PS I did this first more than a couple of years ago, all the machines I've done it to are still working. I actually suspect this mount is stronger than the original method (steel vs aluminum). I've not had any have a chain jam so I don't know if it will prevent or make worse any damage if the chain should ever jam again. That's why you want to shim everything you can to reduce the chance of that chain from ever attempting to jump the sprocket again.

One more thing, the transmissions I've tried (3 speed to 5 speed) physically interchange with the only difference being the speeds and the shifter range. If one is toast and you can find one from another machine, you can likely use it as long as you can live with it if it's got a different number of speeds.

On the question of lubing the transmission, it's a sealed unit and I've never had to open or add lube to any of them. Unless they're damaged, I wouldn't touch it.

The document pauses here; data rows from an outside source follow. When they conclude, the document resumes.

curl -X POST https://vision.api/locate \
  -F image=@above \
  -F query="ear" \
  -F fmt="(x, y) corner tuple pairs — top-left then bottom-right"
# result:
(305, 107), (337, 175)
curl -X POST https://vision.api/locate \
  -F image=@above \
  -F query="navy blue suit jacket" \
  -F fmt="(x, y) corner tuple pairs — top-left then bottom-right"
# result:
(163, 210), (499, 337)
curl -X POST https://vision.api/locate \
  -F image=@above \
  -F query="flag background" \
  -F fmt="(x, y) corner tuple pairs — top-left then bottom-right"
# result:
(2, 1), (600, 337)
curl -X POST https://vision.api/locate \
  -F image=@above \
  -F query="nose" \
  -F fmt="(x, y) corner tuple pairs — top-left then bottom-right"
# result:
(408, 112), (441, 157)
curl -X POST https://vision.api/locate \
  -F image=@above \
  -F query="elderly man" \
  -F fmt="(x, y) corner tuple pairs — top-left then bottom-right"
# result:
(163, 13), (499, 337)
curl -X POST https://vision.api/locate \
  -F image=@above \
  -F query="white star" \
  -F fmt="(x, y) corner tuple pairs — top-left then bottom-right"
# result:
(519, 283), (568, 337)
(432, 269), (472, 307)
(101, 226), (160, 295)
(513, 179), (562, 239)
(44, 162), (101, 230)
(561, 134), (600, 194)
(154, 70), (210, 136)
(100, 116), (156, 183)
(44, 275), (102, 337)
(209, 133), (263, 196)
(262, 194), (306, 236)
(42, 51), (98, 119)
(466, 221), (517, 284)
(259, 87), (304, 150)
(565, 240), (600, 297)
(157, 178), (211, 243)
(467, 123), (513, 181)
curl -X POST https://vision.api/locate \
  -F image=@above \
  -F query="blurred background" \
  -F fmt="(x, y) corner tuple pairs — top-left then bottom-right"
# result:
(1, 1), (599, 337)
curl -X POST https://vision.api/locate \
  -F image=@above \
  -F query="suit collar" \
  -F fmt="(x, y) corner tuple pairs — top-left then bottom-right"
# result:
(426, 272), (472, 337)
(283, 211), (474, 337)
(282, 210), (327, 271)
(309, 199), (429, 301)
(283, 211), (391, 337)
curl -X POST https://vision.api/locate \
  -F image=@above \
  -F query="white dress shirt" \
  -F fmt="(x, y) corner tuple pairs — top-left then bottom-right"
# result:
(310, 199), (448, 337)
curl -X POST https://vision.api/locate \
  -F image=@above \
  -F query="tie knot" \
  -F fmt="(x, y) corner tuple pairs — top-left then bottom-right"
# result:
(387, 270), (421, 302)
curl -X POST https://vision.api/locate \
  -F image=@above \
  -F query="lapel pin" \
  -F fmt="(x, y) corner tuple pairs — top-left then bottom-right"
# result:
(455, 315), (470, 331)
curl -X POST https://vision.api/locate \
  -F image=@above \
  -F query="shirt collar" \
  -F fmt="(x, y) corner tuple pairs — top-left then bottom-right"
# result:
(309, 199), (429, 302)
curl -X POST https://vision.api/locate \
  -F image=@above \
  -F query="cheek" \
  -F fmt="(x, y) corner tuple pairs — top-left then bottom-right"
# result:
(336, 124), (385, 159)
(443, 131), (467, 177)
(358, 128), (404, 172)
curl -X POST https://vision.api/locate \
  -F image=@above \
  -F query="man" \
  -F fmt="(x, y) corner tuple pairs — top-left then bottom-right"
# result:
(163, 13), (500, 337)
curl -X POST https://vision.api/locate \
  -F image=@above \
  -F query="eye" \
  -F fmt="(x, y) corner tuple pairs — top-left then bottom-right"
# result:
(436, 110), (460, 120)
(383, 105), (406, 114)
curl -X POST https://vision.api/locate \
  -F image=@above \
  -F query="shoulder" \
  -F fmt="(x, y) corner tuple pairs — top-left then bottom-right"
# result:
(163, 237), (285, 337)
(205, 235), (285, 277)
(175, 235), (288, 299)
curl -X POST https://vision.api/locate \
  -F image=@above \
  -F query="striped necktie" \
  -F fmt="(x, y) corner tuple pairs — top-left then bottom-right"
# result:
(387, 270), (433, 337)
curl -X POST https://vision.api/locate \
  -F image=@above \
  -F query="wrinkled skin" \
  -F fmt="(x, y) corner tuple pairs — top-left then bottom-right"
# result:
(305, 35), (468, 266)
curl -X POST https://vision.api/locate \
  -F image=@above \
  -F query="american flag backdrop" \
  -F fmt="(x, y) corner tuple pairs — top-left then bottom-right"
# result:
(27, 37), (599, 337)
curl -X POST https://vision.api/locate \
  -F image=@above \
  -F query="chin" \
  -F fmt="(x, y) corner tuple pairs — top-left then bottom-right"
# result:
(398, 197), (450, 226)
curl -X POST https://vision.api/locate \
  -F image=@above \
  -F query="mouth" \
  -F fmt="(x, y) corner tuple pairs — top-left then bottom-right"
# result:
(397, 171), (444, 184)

One last thing. I suspect the main cause of the damage in the first place is one or both of the shoulder bolts that hold the intermediate shaft to the tractor unit came loose. After reassembly using Loctite on them, I drill and tap a small hole in the side of the tractor unit so I can thread a small screw in that fits tight to one of the flats on the shoulder bolt and will lock those shoulder bolts in place and prevent them from turning.


----------



## Dpregs

Jealous. Been trying to find one of these old beasts in this area for years.


----------



## wildbill59

PM with email sent, HCBPH - a pdf would be great. Great to have your knowledge, I think I'd like to keep this big guy for the long haul, and do some rebuilding/restoration work on him. A quick question about transmissions, since you certainly know what you're talking about: I went to the rider section of my yard, and found two Peerless trannys. The one is from a Craftsman rear-engine 10hp 5 speed unit - no ID #s on it, but the crossref states that it's a 700-708. Sure looks the same, and like you said in your previous post - they physically should interchange. If it's a 5 speed, it wouldn't be gear differently internally, would it? I'm hoping that by using the same sprocket and pulley from the blower, a different trans shouldn't change the ground speed. Didn't get to get under the rider to check the input shaft length, hope it's as long as the blower's 735. I guess if worst came to worst, I could split the case and swap input shafts. I'm hoping to use your mounting bracket trick on the broken one anyway, but I'd better start amassing spares for the Drift Breaker while I can!


----------



## HCBPH

Bill

Other than one unit I've seen that was apparently from a tractor and had axels coming out of the tranny case, every one I've had interchanged. The differences I've noted are the number of gears (3,4 or 5) and the size of the pulley (4 & 5 hp blowers have a smaller pulley). I've taken a 4 speed from a 7 hp and put it into a 5 hp, and done the same taking a 3 speed into a 7 hp blower. Put the right pulley on and no problems. I believe but can't prove the highest gear is close to or the same gear ratio, it's the intermediates that are different.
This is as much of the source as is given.